DEV Community

Chikara Inohara
Chikara Inohara

Posted on

Deep Dive: How Proxmox Actually Keeps Your Cluster in Sync (Corosync & pmxcfs Internals)

⚠️ Fair warning: I'm still learning this stuff, so some details might not be 100% perfect. Take it as a fellow homelab explorer's notes, not official docs!

In my last post, we talked about the outside view of a Proxmox cluster — quorum, split-brain, and how Corosync's strict timeouts decide when a node is declared dead. We looked at token-passing and fencing from a bird's eye view.

This time, let's crack open the hood and look inside.

Proxmox VE's cluster features are incredibly powerful, but for a lot of us, it feels like a black box. How does it actually stay in sync? What happens byte-by-byte when you change a VM config?

I went down a research rabbit hole diving into the source code of Corosync and pmxcfs, and here's what I found.


🏗️ Architecture Overview: Two Key Components

Everything in a Proxmox cluster boils down to two layers working in tight coordination:

Architecture diagram showing two Proxmox nodes. Each has a UI layer (Pveproxy + Pvedaemon), a cluster management layer (pmxcfs in RAM + Corosync), a VM layer, and a disk layer storing config.db. An arrow between nodes shows pmxcfs syncing via Corosync, with FUSE mounting the in-memory DB to the filesystem.

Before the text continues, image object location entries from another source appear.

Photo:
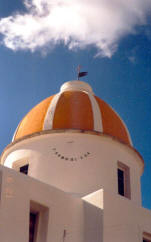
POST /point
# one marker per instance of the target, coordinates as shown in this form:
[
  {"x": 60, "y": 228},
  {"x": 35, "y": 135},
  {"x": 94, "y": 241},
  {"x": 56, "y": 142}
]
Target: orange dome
[{"x": 74, "y": 107}]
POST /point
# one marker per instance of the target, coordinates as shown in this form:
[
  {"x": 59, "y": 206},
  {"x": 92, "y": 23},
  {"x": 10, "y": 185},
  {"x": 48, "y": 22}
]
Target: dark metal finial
[{"x": 80, "y": 74}]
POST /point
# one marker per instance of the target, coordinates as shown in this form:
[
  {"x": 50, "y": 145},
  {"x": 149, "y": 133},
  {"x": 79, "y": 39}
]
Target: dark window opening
[
  {"x": 32, "y": 226},
  {"x": 120, "y": 182},
  {"x": 24, "y": 169}
]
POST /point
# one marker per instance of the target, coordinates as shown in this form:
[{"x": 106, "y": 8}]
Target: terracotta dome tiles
[{"x": 73, "y": 110}]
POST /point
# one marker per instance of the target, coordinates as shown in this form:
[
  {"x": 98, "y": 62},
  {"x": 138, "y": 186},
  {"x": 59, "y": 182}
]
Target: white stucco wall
[
  {"x": 17, "y": 190},
  {"x": 82, "y": 176}
]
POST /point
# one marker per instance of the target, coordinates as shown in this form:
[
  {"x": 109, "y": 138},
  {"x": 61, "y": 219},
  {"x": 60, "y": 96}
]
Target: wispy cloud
[{"x": 76, "y": 23}]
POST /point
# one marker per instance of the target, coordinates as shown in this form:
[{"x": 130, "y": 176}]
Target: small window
[
  {"x": 38, "y": 226},
  {"x": 146, "y": 237},
  {"x": 24, "y": 169},
  {"x": 32, "y": 226},
  {"x": 21, "y": 166},
  {"x": 123, "y": 176}
]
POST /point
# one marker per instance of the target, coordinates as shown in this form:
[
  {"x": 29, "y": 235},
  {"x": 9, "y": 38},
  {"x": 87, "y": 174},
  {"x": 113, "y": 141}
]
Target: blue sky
[{"x": 120, "y": 75}]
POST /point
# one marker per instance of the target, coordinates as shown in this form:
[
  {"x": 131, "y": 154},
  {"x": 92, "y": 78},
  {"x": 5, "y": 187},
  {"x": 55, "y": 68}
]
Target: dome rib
[{"x": 75, "y": 107}]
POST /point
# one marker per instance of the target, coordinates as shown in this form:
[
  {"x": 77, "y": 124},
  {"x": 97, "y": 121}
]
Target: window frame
[
  {"x": 146, "y": 236},
  {"x": 126, "y": 174},
  {"x": 20, "y": 163},
  {"x": 41, "y": 227}
]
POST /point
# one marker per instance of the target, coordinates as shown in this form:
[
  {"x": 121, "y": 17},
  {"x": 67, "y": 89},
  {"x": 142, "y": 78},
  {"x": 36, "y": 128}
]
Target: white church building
[{"x": 71, "y": 174}]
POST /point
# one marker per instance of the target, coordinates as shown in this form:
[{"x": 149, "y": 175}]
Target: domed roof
[{"x": 74, "y": 107}]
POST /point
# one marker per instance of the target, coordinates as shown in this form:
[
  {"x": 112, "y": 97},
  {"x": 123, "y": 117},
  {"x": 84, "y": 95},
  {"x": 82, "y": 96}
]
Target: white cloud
[{"x": 76, "y": 23}]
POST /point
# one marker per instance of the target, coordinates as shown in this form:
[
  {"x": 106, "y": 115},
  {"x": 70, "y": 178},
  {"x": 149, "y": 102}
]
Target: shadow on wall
[{"x": 93, "y": 223}]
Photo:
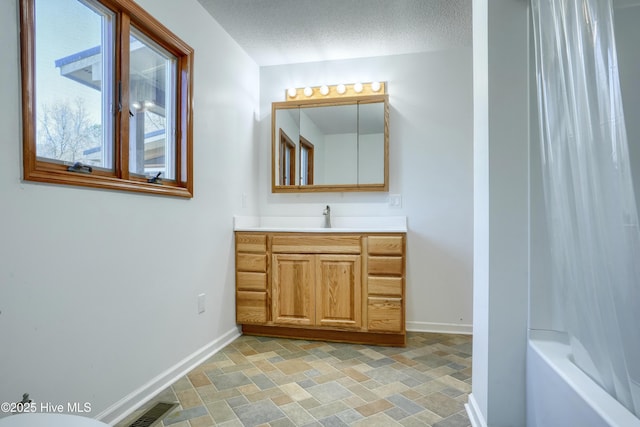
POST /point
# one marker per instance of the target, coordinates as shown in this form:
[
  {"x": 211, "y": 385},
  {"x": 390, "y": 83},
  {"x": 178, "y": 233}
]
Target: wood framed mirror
[{"x": 334, "y": 144}]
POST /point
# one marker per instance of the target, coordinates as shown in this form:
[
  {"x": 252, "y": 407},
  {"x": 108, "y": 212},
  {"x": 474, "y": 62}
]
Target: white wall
[
  {"x": 430, "y": 124},
  {"x": 501, "y": 211},
  {"x": 98, "y": 288}
]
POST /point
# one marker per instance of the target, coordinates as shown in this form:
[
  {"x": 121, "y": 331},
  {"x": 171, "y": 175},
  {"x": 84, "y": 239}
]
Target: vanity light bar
[{"x": 336, "y": 91}]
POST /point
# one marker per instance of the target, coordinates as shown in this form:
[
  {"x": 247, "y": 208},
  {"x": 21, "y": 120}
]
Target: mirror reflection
[{"x": 330, "y": 147}]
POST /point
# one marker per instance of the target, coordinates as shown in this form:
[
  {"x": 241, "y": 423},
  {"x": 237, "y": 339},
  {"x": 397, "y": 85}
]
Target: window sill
[{"x": 108, "y": 183}]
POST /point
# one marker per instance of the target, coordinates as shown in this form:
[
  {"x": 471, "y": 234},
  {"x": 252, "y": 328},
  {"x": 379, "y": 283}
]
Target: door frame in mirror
[{"x": 351, "y": 100}]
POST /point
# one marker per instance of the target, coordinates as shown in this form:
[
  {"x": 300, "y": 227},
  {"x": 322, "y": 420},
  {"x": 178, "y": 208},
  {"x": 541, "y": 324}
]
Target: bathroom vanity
[{"x": 295, "y": 278}]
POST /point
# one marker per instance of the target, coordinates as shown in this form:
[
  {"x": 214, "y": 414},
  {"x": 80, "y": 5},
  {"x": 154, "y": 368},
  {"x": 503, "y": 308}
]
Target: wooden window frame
[
  {"x": 127, "y": 14},
  {"x": 306, "y": 145}
]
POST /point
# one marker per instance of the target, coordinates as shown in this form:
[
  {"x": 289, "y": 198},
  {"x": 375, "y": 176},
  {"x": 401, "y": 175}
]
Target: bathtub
[{"x": 559, "y": 394}]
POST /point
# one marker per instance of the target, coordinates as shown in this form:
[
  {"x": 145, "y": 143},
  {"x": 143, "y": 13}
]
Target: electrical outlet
[
  {"x": 201, "y": 303},
  {"x": 395, "y": 200}
]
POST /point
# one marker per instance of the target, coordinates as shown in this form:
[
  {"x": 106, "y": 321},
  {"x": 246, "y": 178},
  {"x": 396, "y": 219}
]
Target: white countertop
[{"x": 339, "y": 224}]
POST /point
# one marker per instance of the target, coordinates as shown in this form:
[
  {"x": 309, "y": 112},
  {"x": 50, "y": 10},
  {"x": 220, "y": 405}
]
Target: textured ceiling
[{"x": 277, "y": 32}]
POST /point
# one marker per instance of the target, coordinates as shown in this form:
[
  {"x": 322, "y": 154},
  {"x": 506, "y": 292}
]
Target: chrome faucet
[{"x": 327, "y": 217}]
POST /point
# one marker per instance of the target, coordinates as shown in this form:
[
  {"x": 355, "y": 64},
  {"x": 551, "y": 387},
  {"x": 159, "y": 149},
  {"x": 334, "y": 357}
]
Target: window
[
  {"x": 306, "y": 162},
  {"x": 287, "y": 160},
  {"x": 107, "y": 93}
]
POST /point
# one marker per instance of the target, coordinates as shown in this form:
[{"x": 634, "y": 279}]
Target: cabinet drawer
[
  {"x": 251, "y": 242},
  {"x": 385, "y": 314},
  {"x": 317, "y": 244},
  {"x": 391, "y": 286},
  {"x": 251, "y": 262},
  {"x": 385, "y": 245},
  {"x": 251, "y": 281},
  {"x": 251, "y": 307},
  {"x": 385, "y": 265}
]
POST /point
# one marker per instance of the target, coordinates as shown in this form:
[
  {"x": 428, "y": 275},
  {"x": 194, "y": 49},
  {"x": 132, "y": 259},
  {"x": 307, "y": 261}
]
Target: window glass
[
  {"x": 74, "y": 82},
  {"x": 152, "y": 93}
]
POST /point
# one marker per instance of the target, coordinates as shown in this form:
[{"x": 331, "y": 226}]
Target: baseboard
[
  {"x": 473, "y": 411},
  {"x": 442, "y": 328},
  {"x": 121, "y": 409}
]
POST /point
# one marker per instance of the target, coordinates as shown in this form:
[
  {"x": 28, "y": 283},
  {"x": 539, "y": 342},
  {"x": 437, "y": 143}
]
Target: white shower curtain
[{"x": 590, "y": 205}]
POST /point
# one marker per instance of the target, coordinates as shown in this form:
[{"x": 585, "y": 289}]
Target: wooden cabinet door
[
  {"x": 293, "y": 296},
  {"x": 338, "y": 291}
]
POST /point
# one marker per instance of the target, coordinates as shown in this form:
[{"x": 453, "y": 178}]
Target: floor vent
[{"x": 153, "y": 415}]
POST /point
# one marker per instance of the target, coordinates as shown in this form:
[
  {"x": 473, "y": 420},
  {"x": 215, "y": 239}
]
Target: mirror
[{"x": 330, "y": 145}]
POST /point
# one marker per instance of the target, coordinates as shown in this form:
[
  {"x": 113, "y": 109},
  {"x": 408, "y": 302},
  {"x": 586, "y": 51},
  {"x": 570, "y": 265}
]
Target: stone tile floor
[{"x": 258, "y": 381}]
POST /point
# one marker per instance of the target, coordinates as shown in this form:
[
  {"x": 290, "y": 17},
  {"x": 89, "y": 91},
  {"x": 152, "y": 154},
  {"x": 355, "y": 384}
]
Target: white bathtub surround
[
  {"x": 560, "y": 394},
  {"x": 313, "y": 224}
]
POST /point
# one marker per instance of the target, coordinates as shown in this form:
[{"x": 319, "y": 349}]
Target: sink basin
[{"x": 340, "y": 224}]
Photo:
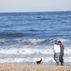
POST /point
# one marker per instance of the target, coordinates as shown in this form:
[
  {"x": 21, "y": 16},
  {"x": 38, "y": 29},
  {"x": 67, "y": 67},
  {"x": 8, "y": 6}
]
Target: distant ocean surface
[{"x": 27, "y": 37}]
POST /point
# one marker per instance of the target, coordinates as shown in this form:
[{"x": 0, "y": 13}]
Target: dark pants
[
  {"x": 56, "y": 57},
  {"x": 61, "y": 58}
]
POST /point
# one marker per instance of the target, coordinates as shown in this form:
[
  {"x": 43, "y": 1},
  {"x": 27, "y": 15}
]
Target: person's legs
[
  {"x": 56, "y": 58},
  {"x": 61, "y": 59}
]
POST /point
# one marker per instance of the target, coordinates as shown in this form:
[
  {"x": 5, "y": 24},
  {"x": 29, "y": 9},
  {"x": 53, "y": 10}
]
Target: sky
[{"x": 34, "y": 5}]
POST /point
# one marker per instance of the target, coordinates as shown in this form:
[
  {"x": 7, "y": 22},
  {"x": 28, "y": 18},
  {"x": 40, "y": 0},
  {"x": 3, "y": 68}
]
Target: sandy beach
[{"x": 32, "y": 67}]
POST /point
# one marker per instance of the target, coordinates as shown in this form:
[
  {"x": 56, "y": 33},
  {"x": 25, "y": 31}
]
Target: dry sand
[{"x": 32, "y": 67}]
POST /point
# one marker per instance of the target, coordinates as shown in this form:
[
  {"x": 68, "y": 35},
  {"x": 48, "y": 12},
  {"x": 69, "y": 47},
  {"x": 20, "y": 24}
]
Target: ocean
[{"x": 28, "y": 37}]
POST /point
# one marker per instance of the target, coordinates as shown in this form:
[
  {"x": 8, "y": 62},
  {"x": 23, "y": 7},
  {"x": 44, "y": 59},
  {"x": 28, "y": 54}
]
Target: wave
[
  {"x": 32, "y": 41},
  {"x": 28, "y": 51},
  {"x": 25, "y": 41}
]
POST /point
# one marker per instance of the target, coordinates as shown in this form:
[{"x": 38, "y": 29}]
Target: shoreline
[{"x": 32, "y": 67}]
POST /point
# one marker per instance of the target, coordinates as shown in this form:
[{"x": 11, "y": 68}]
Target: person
[
  {"x": 61, "y": 52},
  {"x": 56, "y": 49}
]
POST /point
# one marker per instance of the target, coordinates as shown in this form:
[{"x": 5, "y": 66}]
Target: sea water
[{"x": 28, "y": 37}]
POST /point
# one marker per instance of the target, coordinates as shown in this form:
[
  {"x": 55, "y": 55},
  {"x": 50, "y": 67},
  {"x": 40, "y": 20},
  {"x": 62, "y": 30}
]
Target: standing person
[
  {"x": 61, "y": 52},
  {"x": 56, "y": 49}
]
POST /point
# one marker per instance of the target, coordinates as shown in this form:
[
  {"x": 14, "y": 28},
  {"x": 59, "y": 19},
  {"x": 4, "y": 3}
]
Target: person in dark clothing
[{"x": 61, "y": 52}]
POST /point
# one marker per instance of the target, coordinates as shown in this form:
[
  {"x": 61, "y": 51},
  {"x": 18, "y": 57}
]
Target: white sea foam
[{"x": 31, "y": 51}]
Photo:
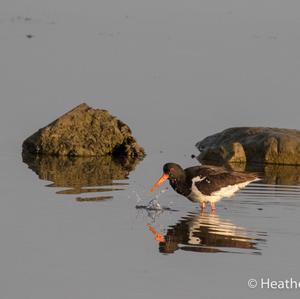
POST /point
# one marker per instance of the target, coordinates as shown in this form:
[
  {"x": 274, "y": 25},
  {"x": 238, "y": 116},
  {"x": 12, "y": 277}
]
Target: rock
[
  {"x": 252, "y": 144},
  {"x": 85, "y": 131},
  {"x": 271, "y": 174}
]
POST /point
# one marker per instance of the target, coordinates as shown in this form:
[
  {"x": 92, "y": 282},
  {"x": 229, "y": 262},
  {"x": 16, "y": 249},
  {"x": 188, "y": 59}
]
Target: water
[{"x": 175, "y": 73}]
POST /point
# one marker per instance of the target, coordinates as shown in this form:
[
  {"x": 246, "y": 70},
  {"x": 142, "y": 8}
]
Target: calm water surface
[{"x": 175, "y": 73}]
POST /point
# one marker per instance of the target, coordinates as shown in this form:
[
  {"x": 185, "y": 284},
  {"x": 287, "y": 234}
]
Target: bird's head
[{"x": 172, "y": 172}]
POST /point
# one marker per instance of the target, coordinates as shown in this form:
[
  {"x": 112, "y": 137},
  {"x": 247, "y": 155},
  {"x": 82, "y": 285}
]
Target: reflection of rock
[
  {"x": 81, "y": 174},
  {"x": 206, "y": 233},
  {"x": 85, "y": 131},
  {"x": 269, "y": 173},
  {"x": 246, "y": 144}
]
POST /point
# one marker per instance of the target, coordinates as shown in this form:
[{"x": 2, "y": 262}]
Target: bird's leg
[
  {"x": 213, "y": 206},
  {"x": 202, "y": 206}
]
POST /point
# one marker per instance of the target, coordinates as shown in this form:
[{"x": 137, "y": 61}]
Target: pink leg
[
  {"x": 202, "y": 205},
  {"x": 213, "y": 206}
]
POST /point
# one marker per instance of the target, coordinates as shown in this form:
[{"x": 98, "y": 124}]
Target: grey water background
[{"x": 175, "y": 72}]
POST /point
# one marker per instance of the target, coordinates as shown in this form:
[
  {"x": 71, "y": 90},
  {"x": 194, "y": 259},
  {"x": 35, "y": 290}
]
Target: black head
[{"x": 173, "y": 170}]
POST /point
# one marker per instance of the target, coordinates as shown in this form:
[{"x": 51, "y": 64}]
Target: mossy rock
[{"x": 85, "y": 131}]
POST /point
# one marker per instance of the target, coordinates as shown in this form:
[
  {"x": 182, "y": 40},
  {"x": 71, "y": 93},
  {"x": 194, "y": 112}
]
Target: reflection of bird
[
  {"x": 204, "y": 183},
  {"x": 203, "y": 232}
]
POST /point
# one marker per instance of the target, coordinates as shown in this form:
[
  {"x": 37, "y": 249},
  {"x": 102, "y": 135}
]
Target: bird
[{"x": 204, "y": 183}]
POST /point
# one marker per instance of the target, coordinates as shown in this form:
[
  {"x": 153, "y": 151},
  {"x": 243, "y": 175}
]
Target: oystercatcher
[{"x": 204, "y": 184}]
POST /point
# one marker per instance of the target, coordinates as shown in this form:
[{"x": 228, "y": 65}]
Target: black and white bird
[{"x": 204, "y": 184}]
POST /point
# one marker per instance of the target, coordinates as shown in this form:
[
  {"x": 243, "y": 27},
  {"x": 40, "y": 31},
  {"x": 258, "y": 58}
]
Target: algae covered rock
[
  {"x": 252, "y": 144},
  {"x": 85, "y": 131}
]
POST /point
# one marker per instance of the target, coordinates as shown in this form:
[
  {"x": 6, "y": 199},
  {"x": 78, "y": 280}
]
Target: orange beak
[{"x": 162, "y": 179}]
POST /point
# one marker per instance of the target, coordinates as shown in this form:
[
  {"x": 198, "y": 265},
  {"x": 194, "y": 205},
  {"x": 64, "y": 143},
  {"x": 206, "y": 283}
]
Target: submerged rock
[
  {"x": 252, "y": 144},
  {"x": 85, "y": 131},
  {"x": 79, "y": 175}
]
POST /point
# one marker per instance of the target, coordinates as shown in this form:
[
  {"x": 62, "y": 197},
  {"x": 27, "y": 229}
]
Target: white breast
[{"x": 228, "y": 191}]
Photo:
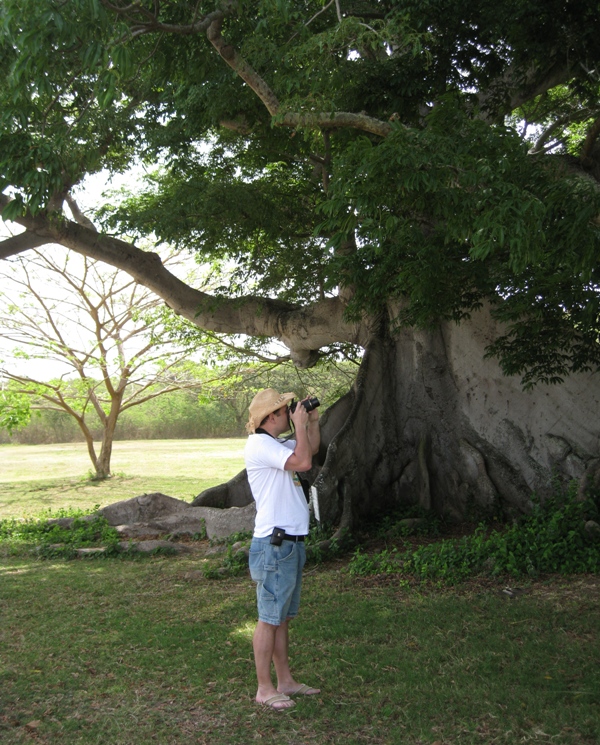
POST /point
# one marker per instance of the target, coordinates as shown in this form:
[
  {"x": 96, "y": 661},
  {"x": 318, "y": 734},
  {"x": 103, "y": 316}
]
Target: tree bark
[{"x": 430, "y": 422}]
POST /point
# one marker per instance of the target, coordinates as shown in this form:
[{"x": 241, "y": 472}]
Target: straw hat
[{"x": 265, "y": 403}]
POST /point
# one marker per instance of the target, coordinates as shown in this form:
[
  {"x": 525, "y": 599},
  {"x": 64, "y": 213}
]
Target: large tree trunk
[{"x": 431, "y": 422}]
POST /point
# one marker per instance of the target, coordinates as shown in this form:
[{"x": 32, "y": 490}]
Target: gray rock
[{"x": 143, "y": 509}]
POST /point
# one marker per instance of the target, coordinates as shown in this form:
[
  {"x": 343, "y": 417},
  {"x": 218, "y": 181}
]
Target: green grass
[
  {"x": 144, "y": 650},
  {"x": 149, "y": 651},
  {"x": 41, "y": 477}
]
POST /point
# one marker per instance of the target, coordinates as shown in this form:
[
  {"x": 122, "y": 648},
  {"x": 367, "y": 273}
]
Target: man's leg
[
  {"x": 264, "y": 643},
  {"x": 285, "y": 682},
  {"x": 281, "y": 657}
]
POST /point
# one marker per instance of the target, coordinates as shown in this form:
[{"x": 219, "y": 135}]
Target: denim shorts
[{"x": 277, "y": 571}]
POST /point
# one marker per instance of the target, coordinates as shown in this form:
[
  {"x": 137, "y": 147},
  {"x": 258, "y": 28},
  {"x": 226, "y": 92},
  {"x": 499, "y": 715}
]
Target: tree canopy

📝 Note: This diagram is reused from my original Japanese article on Qiita — too lazy to redraw it in English, sorry! The key things to spot: pmxcfs lives in RAM on each node, syncs between nodes via Corosync, and the SQLite DB is persisted to disk (shown as USB here — more on why that matters later!).

Corosync (Totem Protocol)

Job: Cluster membership management + message ordering guarantee

It provides something called Virtual Synchrony — every node receives messages in the exact same order. This is achieved through the token-passing mechanism we covered last time.

pmxcfs (Proxmox Cluster File System)

Job: Manages all the config files you see under /etc/pve

Here's the fun part — it's actually a SQLite database living in memory on each node. It just looks like a regular filesystem thanks to FUSE mounting. Wild, right?


🔄 Corosync / Totem Protocol: The Details

The heart of Corosync is the Totem Single-Ring Protocol. Regardless of your physical network topology, it creates a logical ring of nodes and circulates a special packet called a token around that ring to control who can send messages.

Token Passing

Only the node currently holding the token is allowed to broadcast (multicast) a message. This elegantly prevents write conflicts — no two nodes can write simultaneously. Everything is serialized.

Node A → [Token] → Node B → [Token] → Node C → [Token] → back to Node A
Enter fullscreen mode Exit fullscreen mode

Two diagrams of a 4-node ring. Left: node 4 holds the TOKEN and multicasts Message1 out to nodes 1, 2, and 3 simultaneously. Right: the token has moved to node 1, which now multicasts Message2 to all other nodes.

📝 Another one from the Japanese version! Left: node 4 holds the token and multicasts Message1 to all nodes. Right: the token has passed to node 1, which now multicasts Message2. Only the token holder gets to send — everyone else just listens.

ARU (All Received Up to)

The token carries a sequence number called aru — short for "All Received Up to." Think of it as a receipt: "Everyone in the ring has confirmed they got messages up to this point."

When the token completes a full loop and comes back with an updated ARU, the original sender knows with certainty: everyone got it.

What Actually Happens When a Token Arrives (totemsrp.c)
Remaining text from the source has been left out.